A mortgage is a real right on a movable or immovable property made liable for the performance of an obligation; that means, a lien in a property created as a form of security for a loan or payment of a debt and terminated on payment of said loan or debt. The borrower, who offers the security, is the mortgagor, and the lender, who provides the money , the mortgagee.
The name is derived from Old French (literally : dead pledge, since at common law failure to repay on the due date of redemption formerly resulted in the mortgagor losing all his rights over the property.
Movable goods as the ship, has traditionally been susceptible to being mortgaged, being a normal credit mechanism to facilitate its construction, as well as normal credit obtaining system by the shipping and yachting industry. The institution, is in Spain regulated in the ancient the Spanish Naval Mortgage Law from 1893.
As a contract is perfected between creditor and mortgagor , it refers on the ship with all its belongings and for its validity a written form is required, which may consist of a public deed, agent or broker policy or simple document private.
The mortgage determines a preferential right to its holder granting the power to collect its credit with priority to other creditors, although respecting the special order of preference of credits. In turn, the maritime mortgage carries a right of persecution, directly and immediately subjecting the ship on which it falls to the fulfilment of the obligation for whose security and guarantee it is constituted.

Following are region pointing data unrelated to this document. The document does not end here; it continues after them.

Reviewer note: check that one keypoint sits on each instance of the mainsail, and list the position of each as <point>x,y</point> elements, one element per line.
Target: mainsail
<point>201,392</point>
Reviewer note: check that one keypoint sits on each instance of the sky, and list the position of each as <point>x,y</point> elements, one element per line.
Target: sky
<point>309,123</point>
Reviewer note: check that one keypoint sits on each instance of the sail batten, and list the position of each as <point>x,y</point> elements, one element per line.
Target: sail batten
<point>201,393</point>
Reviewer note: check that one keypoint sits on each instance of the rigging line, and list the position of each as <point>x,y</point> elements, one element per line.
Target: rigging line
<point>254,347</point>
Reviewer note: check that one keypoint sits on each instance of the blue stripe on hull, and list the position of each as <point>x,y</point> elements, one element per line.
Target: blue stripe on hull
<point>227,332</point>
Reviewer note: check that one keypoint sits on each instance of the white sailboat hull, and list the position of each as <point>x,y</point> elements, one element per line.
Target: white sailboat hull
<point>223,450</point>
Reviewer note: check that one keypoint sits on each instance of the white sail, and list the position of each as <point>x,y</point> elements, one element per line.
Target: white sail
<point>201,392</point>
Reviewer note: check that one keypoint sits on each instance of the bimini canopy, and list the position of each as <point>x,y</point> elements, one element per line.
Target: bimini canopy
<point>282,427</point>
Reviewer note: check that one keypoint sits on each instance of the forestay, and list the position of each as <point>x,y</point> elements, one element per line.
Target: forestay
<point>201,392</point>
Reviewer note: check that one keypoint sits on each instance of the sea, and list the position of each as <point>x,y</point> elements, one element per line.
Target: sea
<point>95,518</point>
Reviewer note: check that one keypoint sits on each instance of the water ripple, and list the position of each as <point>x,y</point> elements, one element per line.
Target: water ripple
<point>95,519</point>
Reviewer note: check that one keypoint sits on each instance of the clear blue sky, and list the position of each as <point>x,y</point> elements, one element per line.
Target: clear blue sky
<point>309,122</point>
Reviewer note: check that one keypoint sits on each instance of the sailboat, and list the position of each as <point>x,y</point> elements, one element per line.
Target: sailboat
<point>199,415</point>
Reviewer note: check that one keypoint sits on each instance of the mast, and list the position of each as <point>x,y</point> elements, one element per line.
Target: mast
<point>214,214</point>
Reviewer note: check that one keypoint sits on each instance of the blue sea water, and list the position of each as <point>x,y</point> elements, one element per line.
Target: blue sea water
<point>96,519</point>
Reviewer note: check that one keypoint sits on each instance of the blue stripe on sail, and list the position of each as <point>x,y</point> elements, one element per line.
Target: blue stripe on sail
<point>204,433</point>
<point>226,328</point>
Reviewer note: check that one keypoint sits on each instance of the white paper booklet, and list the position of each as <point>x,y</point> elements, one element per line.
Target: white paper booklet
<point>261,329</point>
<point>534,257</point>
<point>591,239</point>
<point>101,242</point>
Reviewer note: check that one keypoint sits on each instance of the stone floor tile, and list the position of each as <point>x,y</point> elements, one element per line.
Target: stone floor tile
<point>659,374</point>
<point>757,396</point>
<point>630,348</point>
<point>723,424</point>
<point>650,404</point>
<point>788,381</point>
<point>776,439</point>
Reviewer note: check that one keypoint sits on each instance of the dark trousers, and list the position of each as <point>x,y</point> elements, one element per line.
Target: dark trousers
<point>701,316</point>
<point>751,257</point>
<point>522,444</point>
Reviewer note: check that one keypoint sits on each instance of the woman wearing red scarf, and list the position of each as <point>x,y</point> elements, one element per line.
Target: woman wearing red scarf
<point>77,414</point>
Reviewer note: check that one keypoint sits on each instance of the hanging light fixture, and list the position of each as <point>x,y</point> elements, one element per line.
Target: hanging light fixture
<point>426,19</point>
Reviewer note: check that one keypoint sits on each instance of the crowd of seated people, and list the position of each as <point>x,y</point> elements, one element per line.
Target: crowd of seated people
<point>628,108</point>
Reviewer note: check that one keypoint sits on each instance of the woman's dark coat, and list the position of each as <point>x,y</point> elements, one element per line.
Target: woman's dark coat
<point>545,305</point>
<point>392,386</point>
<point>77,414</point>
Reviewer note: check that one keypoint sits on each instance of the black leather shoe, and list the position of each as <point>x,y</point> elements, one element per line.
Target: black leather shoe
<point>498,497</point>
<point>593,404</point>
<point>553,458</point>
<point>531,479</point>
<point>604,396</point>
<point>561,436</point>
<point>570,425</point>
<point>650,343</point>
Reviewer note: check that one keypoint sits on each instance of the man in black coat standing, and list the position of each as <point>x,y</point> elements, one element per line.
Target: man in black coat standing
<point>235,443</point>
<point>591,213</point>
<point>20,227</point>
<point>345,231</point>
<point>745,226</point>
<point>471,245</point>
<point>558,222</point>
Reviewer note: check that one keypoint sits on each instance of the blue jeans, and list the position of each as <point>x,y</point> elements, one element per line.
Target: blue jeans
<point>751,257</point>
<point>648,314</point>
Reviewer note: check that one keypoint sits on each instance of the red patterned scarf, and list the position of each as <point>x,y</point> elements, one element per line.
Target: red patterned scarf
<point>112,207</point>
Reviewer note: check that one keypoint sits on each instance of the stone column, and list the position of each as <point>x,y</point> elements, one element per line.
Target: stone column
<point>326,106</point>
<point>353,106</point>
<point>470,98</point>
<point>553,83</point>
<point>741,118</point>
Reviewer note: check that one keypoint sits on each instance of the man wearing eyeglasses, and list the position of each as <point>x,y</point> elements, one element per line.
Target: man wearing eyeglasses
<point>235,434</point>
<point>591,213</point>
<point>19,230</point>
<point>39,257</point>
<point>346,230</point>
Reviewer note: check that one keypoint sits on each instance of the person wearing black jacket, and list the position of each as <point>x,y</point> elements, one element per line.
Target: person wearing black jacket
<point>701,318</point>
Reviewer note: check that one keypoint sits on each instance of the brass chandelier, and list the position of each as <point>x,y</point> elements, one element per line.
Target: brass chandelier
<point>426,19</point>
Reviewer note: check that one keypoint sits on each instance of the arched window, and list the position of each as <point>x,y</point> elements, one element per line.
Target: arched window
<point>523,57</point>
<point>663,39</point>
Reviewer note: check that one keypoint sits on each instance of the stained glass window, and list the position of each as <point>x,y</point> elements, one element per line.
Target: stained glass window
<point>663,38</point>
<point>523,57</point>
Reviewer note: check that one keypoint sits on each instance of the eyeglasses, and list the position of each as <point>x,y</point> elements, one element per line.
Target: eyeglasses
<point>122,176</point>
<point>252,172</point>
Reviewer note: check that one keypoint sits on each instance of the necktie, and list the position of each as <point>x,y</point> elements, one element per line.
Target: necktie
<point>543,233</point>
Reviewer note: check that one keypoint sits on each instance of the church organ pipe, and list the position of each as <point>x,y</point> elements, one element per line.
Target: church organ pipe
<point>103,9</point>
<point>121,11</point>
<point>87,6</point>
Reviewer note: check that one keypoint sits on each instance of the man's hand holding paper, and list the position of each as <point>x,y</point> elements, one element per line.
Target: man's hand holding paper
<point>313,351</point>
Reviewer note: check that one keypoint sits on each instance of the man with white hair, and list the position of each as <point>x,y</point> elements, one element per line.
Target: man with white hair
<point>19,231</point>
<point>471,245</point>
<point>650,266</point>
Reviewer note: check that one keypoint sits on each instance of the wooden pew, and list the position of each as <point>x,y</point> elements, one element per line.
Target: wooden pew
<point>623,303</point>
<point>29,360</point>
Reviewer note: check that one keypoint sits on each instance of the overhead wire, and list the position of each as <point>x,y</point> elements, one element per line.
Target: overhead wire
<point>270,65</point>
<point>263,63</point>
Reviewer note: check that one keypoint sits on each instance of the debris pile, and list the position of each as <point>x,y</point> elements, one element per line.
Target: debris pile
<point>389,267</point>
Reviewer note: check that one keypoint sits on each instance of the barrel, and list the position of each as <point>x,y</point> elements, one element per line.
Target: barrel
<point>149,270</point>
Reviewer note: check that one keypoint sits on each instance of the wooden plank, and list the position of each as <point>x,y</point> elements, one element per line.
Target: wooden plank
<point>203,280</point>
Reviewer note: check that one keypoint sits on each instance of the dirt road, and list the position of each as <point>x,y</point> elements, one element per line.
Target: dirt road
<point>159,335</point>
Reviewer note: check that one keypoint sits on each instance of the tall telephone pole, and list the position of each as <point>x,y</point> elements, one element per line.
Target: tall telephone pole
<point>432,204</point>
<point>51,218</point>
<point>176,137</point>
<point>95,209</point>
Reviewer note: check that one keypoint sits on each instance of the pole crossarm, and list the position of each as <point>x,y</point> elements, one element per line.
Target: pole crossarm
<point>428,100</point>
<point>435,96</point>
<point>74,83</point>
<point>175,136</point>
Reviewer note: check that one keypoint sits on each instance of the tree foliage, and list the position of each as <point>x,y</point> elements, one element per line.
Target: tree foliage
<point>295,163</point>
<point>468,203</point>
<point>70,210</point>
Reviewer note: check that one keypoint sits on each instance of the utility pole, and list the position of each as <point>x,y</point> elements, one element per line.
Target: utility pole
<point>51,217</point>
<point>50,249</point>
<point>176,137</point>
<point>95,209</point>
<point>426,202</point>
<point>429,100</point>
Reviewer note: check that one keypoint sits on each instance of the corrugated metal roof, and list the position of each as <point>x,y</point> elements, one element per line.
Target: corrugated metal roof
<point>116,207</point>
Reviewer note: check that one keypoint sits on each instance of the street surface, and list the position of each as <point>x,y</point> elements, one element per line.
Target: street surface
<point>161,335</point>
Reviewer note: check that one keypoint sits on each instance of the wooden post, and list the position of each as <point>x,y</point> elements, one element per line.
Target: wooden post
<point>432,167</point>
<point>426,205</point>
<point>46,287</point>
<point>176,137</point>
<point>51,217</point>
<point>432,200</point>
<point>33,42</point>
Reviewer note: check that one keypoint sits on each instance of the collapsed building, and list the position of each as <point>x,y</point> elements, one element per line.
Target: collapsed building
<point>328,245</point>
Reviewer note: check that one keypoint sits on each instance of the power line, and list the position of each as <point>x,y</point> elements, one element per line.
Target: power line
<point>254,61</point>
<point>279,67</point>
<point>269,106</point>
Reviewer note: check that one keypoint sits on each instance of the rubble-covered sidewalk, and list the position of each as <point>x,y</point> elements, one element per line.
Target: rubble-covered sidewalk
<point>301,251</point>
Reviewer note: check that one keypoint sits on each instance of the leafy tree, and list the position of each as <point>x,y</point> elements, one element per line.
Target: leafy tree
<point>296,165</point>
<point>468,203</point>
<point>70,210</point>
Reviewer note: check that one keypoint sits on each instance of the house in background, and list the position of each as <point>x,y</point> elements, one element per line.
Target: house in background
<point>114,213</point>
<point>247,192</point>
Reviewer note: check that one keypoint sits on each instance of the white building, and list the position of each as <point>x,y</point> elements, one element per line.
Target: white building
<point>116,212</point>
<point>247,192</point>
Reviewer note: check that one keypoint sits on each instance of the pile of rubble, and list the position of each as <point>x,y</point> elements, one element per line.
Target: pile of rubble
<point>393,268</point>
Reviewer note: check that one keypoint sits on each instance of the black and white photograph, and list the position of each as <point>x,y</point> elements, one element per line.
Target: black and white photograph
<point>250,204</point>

The naval mortgage is constituted through Public Deed and must be registered in the corresponding registry. The ship’s mortgage includes its rig, equipment and machines, unless otherwise agreed. The mortgagee has the right of preference over the mortgaged vessel and, also as in the real estate mortgage, has the right of persecution.
The naval mortgage action prescribes to the ten years counted from the date in which it can be exercised.
The main and principal international regulation of privileges, mortgages and vessel embargoes is contained in the International Convention for the unification of certain rules relating to maritime liens and mortgages, 1926, also called Liens Convention. The Brussels Convention of 1967 develops the first one and it is interesting to to point out that the wording includes both Mortgages and “hypothèques” (in French language) as the mortgage in Common Law has different legal nature and structure than in continental Law. In Common Law, the mortgagee acquires property legal title over the vessel but the possession is kept by the mortgagor; and so in case of fulfilment and payment the property is granted back to the debtor; but in case of unfulfillment the pledge “dies” for the debtor and the creditor acquires besides the legal title of the property also the effective possession( the so called repossession).
The Brussels Convention considers mortgages constituted according to the national law of the ship valid, provided that they are registered in a public register located in the port of registry or in a central office. In 1967 main innovations incorporated by the convention of Brussels of 1967, in this respect as for example:
1) abolition of any link between the scope of application and the nationality of the encumbered vessel;
2) greater determination and increase of the requirements for the recognition of mortgages by the contracting states;
3) adoption of clear rules of private international law to determine which law is applicable in subject of validity, publicity, graduation of mortgages and in matters of executive procedure;
4) limitation of the scope of application of the convention to sea navigation vessels.
However as the vessel is a movable good, and thus easy to escape sailing, the institution of the mortgage in the nautical and yachting industry is not so extended as it should – or as in the shipping and fishing industry – and it is difficult to find banking entities that are open to deal with them.